We have the positive injunction of Sections 233 (b) and 242 with reference to stop signs and drivers at stop intеrsections. Section 242 (b), in part, provides: “Every stop sign shall be located as near as practical at the property line of the highway [which means as near as practical to the edge of the highway] at the entrance to which the full stop must be made, or at the nearest line of the crosswalk thereat, or, if none, at the nearest line of the [intersecting] roadway.” (Italics added.) And Section 242 (c) requires every driver approaching a stop sign to come to a full stop at the sign or аt a clearly marked stop line “before entering [the] intersection” and to yield the right of way to vehicles approaching on the intersecting highway, except when controlled by peace officers or traffic-сontrol signals.
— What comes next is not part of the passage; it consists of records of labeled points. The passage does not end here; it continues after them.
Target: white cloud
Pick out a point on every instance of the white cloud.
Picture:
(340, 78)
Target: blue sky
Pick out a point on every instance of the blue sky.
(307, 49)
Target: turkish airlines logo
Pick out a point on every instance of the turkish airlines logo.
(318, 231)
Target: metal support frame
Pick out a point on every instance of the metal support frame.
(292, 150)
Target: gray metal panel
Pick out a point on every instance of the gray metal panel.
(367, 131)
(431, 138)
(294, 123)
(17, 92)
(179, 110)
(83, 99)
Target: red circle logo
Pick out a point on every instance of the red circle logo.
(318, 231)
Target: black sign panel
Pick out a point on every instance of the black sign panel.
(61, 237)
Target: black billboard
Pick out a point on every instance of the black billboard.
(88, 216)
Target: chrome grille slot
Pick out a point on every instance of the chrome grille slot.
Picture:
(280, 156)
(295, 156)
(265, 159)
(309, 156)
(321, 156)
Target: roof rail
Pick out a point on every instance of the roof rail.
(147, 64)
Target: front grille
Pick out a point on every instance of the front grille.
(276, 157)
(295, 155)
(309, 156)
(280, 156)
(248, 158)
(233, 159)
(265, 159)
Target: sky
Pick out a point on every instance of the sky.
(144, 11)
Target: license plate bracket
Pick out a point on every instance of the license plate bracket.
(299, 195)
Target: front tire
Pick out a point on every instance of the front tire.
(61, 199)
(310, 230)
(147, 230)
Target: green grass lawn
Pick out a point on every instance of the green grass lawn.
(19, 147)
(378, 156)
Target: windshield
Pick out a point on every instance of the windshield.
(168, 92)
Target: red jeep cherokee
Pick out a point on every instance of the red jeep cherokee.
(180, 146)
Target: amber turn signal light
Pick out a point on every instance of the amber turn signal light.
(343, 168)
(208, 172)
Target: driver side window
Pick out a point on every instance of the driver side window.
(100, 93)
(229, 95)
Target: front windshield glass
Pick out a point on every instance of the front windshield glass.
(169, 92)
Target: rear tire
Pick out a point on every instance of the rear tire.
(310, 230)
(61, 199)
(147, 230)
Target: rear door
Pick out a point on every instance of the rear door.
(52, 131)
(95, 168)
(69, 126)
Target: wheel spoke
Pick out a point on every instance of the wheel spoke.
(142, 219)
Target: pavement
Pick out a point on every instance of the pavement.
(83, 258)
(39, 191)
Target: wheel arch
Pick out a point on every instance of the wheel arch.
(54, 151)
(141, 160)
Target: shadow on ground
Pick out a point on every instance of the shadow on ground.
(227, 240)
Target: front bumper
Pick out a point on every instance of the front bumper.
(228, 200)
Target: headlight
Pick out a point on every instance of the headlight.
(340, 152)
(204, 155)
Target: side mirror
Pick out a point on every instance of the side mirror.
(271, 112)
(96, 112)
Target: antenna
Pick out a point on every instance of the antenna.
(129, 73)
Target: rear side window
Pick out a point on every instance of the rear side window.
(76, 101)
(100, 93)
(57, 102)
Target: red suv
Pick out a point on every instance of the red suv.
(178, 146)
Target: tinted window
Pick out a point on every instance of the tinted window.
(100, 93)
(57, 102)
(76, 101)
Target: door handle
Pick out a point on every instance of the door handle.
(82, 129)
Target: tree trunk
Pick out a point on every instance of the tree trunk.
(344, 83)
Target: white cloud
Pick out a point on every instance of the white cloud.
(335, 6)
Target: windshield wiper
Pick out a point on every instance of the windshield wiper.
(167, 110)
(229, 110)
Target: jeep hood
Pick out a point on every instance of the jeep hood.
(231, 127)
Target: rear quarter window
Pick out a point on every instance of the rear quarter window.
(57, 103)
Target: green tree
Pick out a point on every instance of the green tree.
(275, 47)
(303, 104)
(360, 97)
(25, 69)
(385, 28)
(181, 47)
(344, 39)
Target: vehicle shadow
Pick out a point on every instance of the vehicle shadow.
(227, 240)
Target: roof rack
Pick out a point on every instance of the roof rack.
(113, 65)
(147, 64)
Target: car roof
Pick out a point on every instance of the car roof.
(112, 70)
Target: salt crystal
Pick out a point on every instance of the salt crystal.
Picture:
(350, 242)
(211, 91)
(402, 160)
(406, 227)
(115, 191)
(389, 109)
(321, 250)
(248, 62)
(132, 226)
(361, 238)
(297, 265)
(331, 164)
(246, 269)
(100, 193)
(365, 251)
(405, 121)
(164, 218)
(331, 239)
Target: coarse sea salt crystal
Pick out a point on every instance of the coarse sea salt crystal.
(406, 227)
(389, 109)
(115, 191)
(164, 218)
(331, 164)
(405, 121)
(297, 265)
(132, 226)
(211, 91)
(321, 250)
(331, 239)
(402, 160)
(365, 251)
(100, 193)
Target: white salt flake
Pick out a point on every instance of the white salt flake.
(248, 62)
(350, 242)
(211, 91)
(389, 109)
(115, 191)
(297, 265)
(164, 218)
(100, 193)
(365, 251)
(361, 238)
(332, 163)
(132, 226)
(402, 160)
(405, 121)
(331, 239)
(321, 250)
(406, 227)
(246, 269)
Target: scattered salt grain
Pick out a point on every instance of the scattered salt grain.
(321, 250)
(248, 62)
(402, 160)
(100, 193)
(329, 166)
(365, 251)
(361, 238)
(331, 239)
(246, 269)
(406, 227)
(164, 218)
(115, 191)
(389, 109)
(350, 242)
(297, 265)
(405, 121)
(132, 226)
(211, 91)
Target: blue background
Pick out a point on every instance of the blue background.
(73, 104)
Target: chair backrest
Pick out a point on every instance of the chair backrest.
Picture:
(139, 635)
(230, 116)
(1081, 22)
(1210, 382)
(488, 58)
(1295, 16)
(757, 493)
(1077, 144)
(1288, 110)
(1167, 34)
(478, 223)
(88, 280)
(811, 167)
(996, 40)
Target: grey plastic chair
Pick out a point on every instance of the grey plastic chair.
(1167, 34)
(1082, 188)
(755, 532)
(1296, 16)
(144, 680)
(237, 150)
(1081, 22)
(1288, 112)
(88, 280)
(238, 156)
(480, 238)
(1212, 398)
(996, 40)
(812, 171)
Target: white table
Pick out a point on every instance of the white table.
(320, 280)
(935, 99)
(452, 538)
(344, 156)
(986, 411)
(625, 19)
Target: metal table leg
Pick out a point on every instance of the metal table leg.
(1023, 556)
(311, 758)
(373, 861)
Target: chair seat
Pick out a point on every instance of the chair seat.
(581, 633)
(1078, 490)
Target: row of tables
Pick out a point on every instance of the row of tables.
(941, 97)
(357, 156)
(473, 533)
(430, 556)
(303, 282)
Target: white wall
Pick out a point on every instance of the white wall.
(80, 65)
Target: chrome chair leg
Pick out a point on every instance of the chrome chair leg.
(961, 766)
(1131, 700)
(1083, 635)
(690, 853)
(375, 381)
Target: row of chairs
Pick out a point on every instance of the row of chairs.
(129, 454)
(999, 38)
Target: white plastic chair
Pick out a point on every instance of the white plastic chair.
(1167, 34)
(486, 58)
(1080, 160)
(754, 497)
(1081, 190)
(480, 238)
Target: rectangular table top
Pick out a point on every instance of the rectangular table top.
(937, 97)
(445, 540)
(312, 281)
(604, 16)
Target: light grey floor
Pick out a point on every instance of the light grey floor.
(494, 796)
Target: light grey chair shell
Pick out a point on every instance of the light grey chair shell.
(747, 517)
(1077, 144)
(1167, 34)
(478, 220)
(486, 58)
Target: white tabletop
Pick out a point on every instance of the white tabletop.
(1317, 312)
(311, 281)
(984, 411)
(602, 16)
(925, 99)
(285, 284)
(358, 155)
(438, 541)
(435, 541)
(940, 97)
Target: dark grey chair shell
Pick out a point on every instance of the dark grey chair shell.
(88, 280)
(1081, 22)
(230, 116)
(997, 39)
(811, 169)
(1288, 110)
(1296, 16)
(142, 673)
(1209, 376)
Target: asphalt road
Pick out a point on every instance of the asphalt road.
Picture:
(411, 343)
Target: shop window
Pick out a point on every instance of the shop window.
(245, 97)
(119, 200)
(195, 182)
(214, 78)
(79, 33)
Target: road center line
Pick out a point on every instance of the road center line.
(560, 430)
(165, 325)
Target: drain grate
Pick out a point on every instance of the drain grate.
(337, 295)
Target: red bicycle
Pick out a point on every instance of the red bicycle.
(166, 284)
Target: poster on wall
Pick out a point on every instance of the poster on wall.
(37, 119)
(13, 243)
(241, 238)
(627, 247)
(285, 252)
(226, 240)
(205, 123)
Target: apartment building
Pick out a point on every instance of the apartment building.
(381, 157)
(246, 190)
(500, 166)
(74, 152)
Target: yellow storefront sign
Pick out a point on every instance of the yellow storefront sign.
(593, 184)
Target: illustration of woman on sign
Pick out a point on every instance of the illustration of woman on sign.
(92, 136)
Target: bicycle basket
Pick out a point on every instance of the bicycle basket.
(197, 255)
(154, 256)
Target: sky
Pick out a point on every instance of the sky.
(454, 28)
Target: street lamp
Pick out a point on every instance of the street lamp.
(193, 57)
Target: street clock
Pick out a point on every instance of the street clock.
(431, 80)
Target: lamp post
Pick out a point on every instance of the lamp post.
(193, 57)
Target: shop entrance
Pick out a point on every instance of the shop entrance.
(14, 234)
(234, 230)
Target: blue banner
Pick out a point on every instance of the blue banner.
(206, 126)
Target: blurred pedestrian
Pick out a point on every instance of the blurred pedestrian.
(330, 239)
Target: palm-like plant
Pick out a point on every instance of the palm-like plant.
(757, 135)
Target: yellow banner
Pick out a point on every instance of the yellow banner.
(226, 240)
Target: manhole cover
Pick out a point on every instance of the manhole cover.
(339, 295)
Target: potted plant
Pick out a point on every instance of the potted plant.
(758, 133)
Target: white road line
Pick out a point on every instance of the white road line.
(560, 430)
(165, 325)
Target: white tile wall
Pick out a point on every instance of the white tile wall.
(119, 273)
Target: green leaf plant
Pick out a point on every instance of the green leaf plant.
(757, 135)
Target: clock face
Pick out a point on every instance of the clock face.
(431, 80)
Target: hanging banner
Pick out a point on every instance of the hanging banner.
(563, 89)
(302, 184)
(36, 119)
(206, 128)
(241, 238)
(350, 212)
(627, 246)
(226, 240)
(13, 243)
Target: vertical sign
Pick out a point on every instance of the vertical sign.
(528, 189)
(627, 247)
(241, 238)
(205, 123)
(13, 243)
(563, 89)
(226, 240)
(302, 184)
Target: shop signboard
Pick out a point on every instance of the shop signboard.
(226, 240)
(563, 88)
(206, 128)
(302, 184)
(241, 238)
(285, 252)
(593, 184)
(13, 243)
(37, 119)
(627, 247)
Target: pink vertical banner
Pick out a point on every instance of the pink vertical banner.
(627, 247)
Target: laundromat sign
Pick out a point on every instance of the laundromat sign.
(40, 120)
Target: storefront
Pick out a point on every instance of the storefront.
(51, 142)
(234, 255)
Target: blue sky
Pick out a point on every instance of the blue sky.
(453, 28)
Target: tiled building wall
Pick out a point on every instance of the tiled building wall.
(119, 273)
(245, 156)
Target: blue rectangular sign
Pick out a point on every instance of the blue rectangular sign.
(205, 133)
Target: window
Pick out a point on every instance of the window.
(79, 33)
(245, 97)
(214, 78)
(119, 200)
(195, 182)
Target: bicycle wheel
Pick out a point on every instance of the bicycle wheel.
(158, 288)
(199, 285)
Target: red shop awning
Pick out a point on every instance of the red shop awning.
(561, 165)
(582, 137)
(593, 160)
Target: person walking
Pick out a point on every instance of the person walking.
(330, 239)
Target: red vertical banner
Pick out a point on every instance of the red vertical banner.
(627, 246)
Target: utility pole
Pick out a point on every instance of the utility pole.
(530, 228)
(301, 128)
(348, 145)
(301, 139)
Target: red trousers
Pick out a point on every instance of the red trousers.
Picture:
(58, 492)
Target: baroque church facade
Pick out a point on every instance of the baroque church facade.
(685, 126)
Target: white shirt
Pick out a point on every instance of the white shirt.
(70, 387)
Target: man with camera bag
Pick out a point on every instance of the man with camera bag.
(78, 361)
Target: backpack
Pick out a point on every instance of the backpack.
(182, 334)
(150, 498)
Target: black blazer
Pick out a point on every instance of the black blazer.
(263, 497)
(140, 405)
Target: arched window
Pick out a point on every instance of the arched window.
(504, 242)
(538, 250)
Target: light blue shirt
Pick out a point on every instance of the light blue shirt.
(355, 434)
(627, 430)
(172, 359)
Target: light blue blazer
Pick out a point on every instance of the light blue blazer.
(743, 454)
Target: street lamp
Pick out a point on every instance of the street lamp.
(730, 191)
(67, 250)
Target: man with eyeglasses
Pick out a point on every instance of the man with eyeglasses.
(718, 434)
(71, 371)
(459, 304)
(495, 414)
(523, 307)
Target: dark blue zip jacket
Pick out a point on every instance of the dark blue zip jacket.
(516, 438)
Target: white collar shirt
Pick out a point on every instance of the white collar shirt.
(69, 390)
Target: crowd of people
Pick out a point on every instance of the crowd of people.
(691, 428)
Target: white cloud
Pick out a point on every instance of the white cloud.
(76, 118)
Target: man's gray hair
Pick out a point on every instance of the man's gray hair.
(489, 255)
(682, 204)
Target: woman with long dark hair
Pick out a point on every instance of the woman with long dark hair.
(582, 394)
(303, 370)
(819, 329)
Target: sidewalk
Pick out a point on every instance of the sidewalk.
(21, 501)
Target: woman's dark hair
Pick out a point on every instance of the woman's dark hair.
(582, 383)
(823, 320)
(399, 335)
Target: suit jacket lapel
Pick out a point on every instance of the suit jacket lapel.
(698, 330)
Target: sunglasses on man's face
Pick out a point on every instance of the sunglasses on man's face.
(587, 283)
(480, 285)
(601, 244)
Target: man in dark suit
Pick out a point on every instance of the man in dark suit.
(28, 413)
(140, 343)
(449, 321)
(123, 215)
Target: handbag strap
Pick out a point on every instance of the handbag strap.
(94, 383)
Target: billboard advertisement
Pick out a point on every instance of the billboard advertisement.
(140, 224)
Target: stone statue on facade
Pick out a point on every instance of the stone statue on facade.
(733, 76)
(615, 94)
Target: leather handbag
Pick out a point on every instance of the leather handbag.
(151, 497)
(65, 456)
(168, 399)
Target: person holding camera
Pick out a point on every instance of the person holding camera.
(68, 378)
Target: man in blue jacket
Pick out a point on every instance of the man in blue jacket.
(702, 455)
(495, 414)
In Belle Isle Cab v. Trammell, supra, we stated that the specifications of the Manual of Traffic Control Devices required a stop sign to be erected not closer than six nor more than fifty feet from where the driver had to stop, and held that a stop sign *211 erected some 102 feet from an intersection was too far away to control the intersection. Without repeating the physical layout of the scene of the accident, as it is disclosed by the exhibit, we are impelled to conclude that White was mistaken in his belief that the stop sign controlled the intersection of E. Church and E. Main Streets, but did not control the intersection of the passageway with E. Church Street. And, as stated above, it was his failure to stop and yield the right of way to Savage that was the proximate cause of the collision.
White also makes a contention that there was testimony to the effect that an arrow was painted on the passagewаy at its entrance from E. Church Street indicating that the passageway was for use by traffic turning to the right off E. Church Street only. There are several answers to the contention, but the quick and short one is that Chief Chatham, who testified concerning the arrow (more than two years after the accident), said that he did not know whether it was there at the time of the accident or not, but the passageway was regularly used by traffic in both directions.
White makes a further claim that the court erred in excluding an admission by appellee’s decedent. The admission was made to the appellee in which the decedent “evidenced the opinion that the accident was not the fault of White.” We shall аssume, without deciding, that the objection to the admission should have been overruled. McCormick, Evidence § 241. However, this did not constitute reversible error, for the above admission of the decedent, if admitted into evidence, would not have bеen sufficient to require the question of White’s primary negligence to have been submitted to the jury in view of White’s own testimony to the effect that he did not stop at the stop sign and he failed to yield the right of way.
Finally, White complains abоut several portions of the court’s charge to the jury; none of them, however, related to the question of damages. The question of his primary negligence was submitted to the jury and it found him guilty of negligence. Surely he has no cause fоr complaining of the court’s charge (other than on the question of damages), for, as shown above, *212 he was clearly guilty of negligence as a matter of law by his own testimony (as well as all of the other evidence).
Judgment against Savage reversed without a new trial; judgment against White affirmed; costs to be paid Y* by White and Y¿ by appellee.